Eingehend, ja. Ausgehend ist der Default, dass alles erlaubt ist, was nicht verboten ist.

[MurdocX 949]

 

- Konsequentes Whitelisting mit  AppLocker etc.

- Nutzung von EMET

- Whitelisting für die Windows-Firewall

- Deinstallieren von nichtgebrauchten Packages, Deaktivieren von Diensten etc.

 

Applocker

Setzen wir bei uns mit den Default-Regeln ein. Bis auf eine Ausnahme gibt es keine Probleme. Kein einziges Ticket welches auf dem Applocker hinausgelaufen wäre. "VisualStudio...." funktioniert damit nicht, da die Anwendungen im TEMP-Verzeichnis erstellt werden. Eine Ausnahme für TEMP ist nicht drin. 

 

EMET

Keine Probleme bisher! Es geht leicht auf die Performance, jedoch bei dem Benefit vernachlässigbar. EMET wird bei mir im Image mit verteilt.

 

Windows Firewall

Bei uns wird die lokalen Einstellungen, sowie die Gruppenrichtlinien übernommen.
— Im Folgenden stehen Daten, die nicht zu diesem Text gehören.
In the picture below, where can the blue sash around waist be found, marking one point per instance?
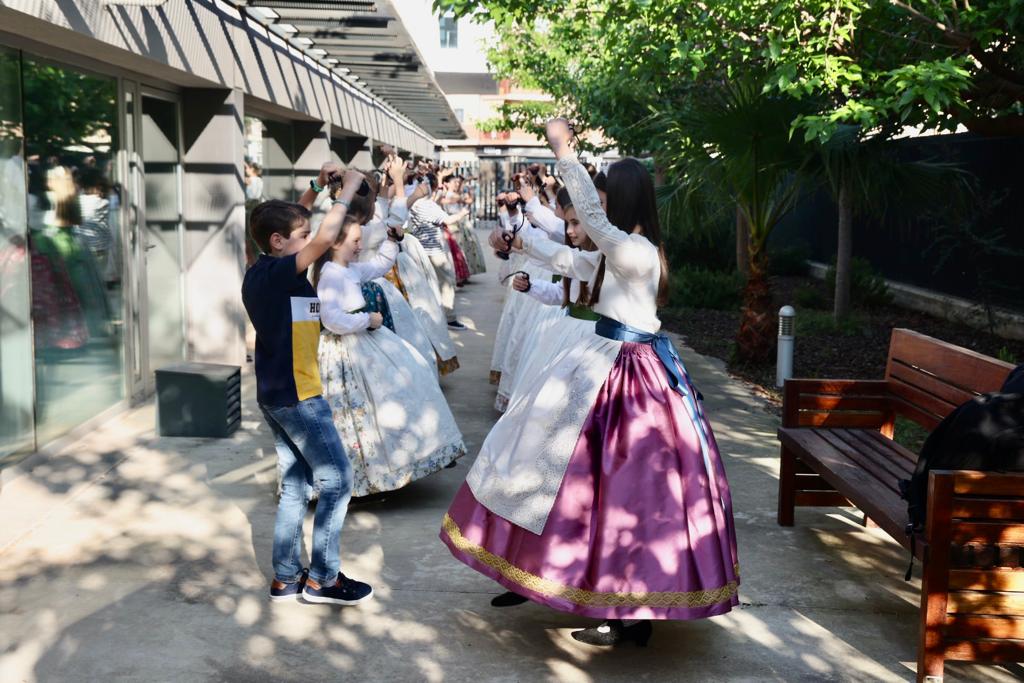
(679, 379)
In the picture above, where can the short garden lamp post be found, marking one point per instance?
(783, 361)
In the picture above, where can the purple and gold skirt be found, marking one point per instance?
(641, 526)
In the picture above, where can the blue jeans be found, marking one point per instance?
(310, 458)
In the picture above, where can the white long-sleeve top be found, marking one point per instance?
(550, 294)
(633, 268)
(340, 290)
(560, 259)
(545, 218)
(386, 214)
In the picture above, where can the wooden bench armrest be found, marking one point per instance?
(823, 402)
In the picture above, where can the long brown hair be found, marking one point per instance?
(631, 203)
(326, 256)
(565, 203)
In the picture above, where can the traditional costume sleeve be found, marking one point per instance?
(333, 314)
(629, 255)
(379, 264)
(560, 259)
(545, 218)
(550, 294)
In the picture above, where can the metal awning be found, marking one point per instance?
(365, 42)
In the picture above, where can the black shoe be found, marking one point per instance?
(345, 592)
(509, 599)
(281, 591)
(613, 632)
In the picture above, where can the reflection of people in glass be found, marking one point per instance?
(70, 257)
(254, 182)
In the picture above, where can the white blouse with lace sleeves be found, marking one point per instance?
(560, 259)
(340, 293)
(631, 256)
(545, 218)
(550, 294)
(379, 264)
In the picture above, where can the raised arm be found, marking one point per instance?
(546, 219)
(629, 255)
(308, 198)
(379, 264)
(331, 225)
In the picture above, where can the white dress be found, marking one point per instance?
(522, 461)
(388, 409)
(420, 280)
(517, 315)
(407, 324)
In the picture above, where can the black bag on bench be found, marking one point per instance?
(984, 434)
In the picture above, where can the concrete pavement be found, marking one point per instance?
(132, 557)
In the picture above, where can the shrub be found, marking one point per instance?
(694, 287)
(809, 296)
(791, 260)
(819, 323)
(867, 288)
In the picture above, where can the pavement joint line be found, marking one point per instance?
(62, 503)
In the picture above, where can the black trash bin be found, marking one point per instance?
(199, 399)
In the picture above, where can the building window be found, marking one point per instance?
(450, 31)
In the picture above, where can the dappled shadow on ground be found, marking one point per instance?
(159, 570)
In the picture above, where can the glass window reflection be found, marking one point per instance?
(74, 203)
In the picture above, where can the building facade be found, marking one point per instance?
(131, 135)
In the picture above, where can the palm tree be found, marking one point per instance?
(736, 137)
(865, 175)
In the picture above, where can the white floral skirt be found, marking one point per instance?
(391, 416)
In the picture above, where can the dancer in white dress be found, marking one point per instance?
(389, 411)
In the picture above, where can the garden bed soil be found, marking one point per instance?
(860, 352)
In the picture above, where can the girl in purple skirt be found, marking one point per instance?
(605, 493)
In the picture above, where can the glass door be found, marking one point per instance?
(162, 235)
(16, 381)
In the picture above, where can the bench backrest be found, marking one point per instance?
(973, 593)
(929, 378)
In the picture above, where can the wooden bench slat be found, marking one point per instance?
(984, 650)
(953, 365)
(988, 508)
(890, 445)
(818, 401)
(987, 532)
(912, 379)
(987, 580)
(812, 482)
(973, 602)
(987, 483)
(821, 499)
(887, 473)
(967, 627)
(882, 505)
(883, 449)
(905, 395)
(825, 419)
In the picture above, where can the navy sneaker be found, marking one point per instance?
(345, 592)
(281, 591)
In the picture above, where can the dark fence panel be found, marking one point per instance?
(907, 250)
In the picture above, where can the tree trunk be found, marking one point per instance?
(756, 341)
(844, 252)
(742, 244)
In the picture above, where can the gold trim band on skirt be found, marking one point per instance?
(547, 587)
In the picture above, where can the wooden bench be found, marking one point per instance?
(837, 450)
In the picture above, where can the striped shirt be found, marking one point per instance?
(424, 219)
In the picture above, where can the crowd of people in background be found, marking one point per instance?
(599, 492)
Leider ist das bei einem Anwendungsjungel schwer einheitlich zu konfigurieren. 

 

Deinstallieren von nichtgebrauchten Packages

Halte ich für essentiell. Dank Powershell sind so Remote-Abfragen recht problemlos und einfach.

 

EDIT:

Überlegenswert wäre noch die Wechselmedien zu sperren und per Whitelist freizugeben. https://msdn.microsoft.com/en-us/library/bb530324.aspx

bearbeitet 13. Juli 2016 von MurdocX

[Weingeist 159]

Vielen Dank für die Inputs!

 

Whitelisting mit SAFER: Habt ihr hierfür ein Logging eingerichtet um zu sehen ob es tatsächlich Schrott gibt, der gestartet werden möchte? Von E-Mail anhängen z.B.?

 

Whitelisting mit Applocker: Hmm ok, eigentlich eher weniger, da viele Pro unterwegs. Auch wenn schon einige kleinere auch VDI haben. Wäre etwas granularer einzustellen da unterschiedliche Rechte für unterschiedliche Gruppen und wohl einfacher zu administrieren soweit ich das beurteilen kann.

 

EMET: Alles klar, Pflichtprogramm ist eine Ansage =)

 

Firewall Windows: Yep, Standard Out ist alles erlaubt. Bin ich eh drann an nem Stanardprofil für granulares freigeben.

[Sunny61 806]

Whitelisting mit SAFER: Habt ihr hierfür ein Logging eingerichtet um zu sehen ob es tatsächlich Schrott gibt, der gestartet werden möchte? Von E-Mail anhängen z.B.?

Nein, wir haben kein Logging eingerichtet. Wenn ein Programm aufgrund von SRP nicht funktioniert, kriegst Du das sehr deutlich mit. Die Fehlermeldung ist eindeutig.